(12)フリーの意味を履き違えているということかな

 吾輩はシステムエンジニアーである。しかし、システムエンジニアーには明確な定義があるわけではない。

 記憶を固く閉ざしていたリナちゃんのことが脳裏から漏れ溢れ、胸が締め付けられる思いになった吾輩がどんな表情だったのかはわからなかったが、何かを察した小倉さんは、話題を本来吾輩が所望していたものに変えてくれた。

「ところで、大変な現場に来ちゃったね。初めてのフリーの現場なんだろ。ボクは、レインボーさんの上位の会社の、岸さんという人の紹介で途中から入っているけど、いろんな人の思いが交錯しているというか。」
「どうしてこうなってしまったのかは、まだ入って間もないんでわからないんですけど、ちょっと、ここのメンバーは、僕の考えていたフリーランスというのとは違和感があるんですよ。」
「というと。」
「たとえば、隣の席の吉沢さん。彼女はもともと歯科技工士からの転職で、フリーという立場で一生懸命システムエンジニアリングを修得しようとしている。いや、彼女はよいとして、やりたくない仕事を押し付けられたからといって現場に来なくなるひとがいたり、テストではなく新規開発をすることがプロジェクトにとって最適な方法であると言わしめるひとがいたり。」
「フリーの意味を履き違えているということかな。」
「いや、そこまでは言ってないんですけど、小倉さんは僕が新人のころから、フリーランスだったわけじゃないですか。確かに、プロパーの判断を仰いで仕事されていたわけですけど、それでも、普通のパートナーさんよりも、プロパーに近い位置で仕事をされているように見えた。それはつまり、プロジェクト全体や、会社やお客さんのこと全体を見て動いていらした。」
「それはそうだよね。ボクは一人社長で、営業でもあるわけだから。確かにシステムエンジニアリングだけがボクの仕事ではなかった。でも、プロパーに近いと感じたのは、ボクが山口くんのところに長くいたからとか、斉藤さんと古い仲だったからというのもあるんじゃない。」

 斉藤さんというのは吾輩がサラリーマンだったときの部長だったひとだ。そういえば「システムエンジニアーの価値は、IT以外のことをどれだけ知っているかで決まる」とか「仕事はプロジェクトマネージャーが取ってくるもの」というのは斉藤さんの教えだったように思う。吾輩が続ける。

「そうなんです。原価管理もするようになって、人脈や技術に裏付けができて、フリーランスになれると思ったから僕は独立したんです、僕は。」
 夜遅くさらに疲れていたからか、1杯目のジントニックがいつもより早く浸透してきたようだ。

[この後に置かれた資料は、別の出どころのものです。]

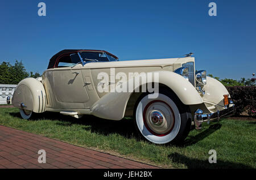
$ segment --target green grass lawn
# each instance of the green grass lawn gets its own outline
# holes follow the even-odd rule
[[[16,108],[0,108],[0,125],[82,147],[118,153],[166,168],[256,168],[256,121],[224,119],[198,132],[192,130],[181,145],[158,145],[137,138],[131,119],[80,119],[57,113],[21,118]],[[209,164],[210,149],[217,163]]]

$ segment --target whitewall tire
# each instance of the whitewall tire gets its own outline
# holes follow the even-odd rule
[[[28,119],[32,115],[32,111],[19,109],[19,113],[22,118],[24,119]]]
[[[159,93],[156,98],[148,98],[147,94],[137,102],[134,112],[135,126],[139,134],[150,142],[162,144],[181,141],[188,134],[187,131],[190,127],[187,126],[191,120],[187,115],[189,113],[184,113],[185,108],[181,108],[181,102],[171,97],[164,92]],[[182,109],[181,112],[179,109]]]

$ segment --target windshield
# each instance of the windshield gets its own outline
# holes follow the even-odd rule
[[[109,61],[104,52],[80,52],[79,53],[82,61],[85,62]]]

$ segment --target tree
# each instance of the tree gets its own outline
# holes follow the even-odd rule
[[[225,86],[255,86],[256,85],[255,82],[253,82],[250,79],[245,79],[245,78],[242,78],[241,80],[237,80],[228,78],[220,79],[220,78],[214,77],[212,74],[208,74],[208,76],[219,80]]]
[[[22,61],[16,60],[14,66],[9,62],[0,64],[0,84],[17,84],[22,79],[28,78],[29,74],[24,67]],[[30,77],[37,78],[40,76],[38,72],[30,72]]]
[[[0,65],[0,84],[10,84],[10,68],[11,66],[9,62],[3,62]]]
[[[16,60],[14,66],[11,67],[10,71],[13,83],[14,84],[17,84],[22,79],[28,77],[28,73],[26,71],[22,61],[18,62]]]

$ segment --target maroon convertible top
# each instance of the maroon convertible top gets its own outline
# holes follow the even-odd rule
[[[61,50],[60,52],[59,52],[59,53],[57,53],[57,54],[56,54],[55,55],[54,55],[49,60],[49,65],[48,66],[48,68],[54,68],[55,66],[55,63],[59,59],[59,58],[63,55],[68,55],[70,54],[72,54],[72,53],[77,53],[80,51],[88,51],[88,52],[104,52],[106,53],[106,54],[113,56],[113,57],[114,57],[116,59],[118,59],[118,58],[117,57],[116,57],[115,55],[105,51],[105,50],[93,50],[93,49],[64,49],[63,50]]]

「おやおや、それはたいそうなことで。ちなみに、言ったかもしれないけど、ボクも以前はサラリーマンだったんだよ。小さい会社だったけどね。とある朝出勤してきたらね、社長がみんなを集めて、『はい、いまこの会社は潰れました。再就職はできるだけ斡旋しますが、全員解雇しますので、就職活動してください。』って。会社ってそんなに簡単に潰れるもんなんだって、そのときは驚いたよ。知ってた?手形が2回不渡りになると会社って潰れちゃうんだよ。そんでいくつかあった人脈をたどって、斉藤さんに仕事を紹介してもらったりして、現在に至ると。」
 三十路を過ぎたばかりの吾輩には少々衝撃的な話だったが、笑い話のように言ってのける姿に驚きつつ、小倉さんは噛みしめるようにウィスキーを呑みこみ、

「山口くんの言うことはもっともだ。ただ、あのころとは時代は変わってきたし、ランサースタイルさんのようなビジネスモデルもある。違和感があるのは、仕事に対しての意識なんじゃないかな。『仕事』は妥協が許されず、つねに厳しさを伴うものと思うひとたちは、相手やチームの感情は二の次で厳しいことを言う。一方で山口くんは相手やチームの感情を重んじて全体を見ている。違いがあるのはそのへんなんじゃない?ただ、そういったものをふまえたうえでさ、今のプロジェクトが終わっても、また一緒に仕事がしたいと思えるかどうかだと思うんだけど。」小倉さんも少し酔ってきたかな。

「それからさ。」
「はい。」
「なんか山口くんは自分の思うシステムエンジニアー像に酔っている気がするね。」
 酒には酔っているが、それは思ったことはなかった。しかし、思い返してみると、リナちゃんが吾輩に好意を持ったのは、学生時代にやっていたIT系のアルバイト先で、プロジェクトマネージャーが優雅に仕事をこなす姿に憧れをもったことがきっかけだと言ったのを聞いて、この子は吾輩が好きなんじゃなくて、IT業界に恋をしているんだな、と思ったことを思い出した。吾輩も恋に恋い焦がれ、恋に泣いているのだと思うと、複雑ながらも、愉快な気分にもなった。帰って寝よう。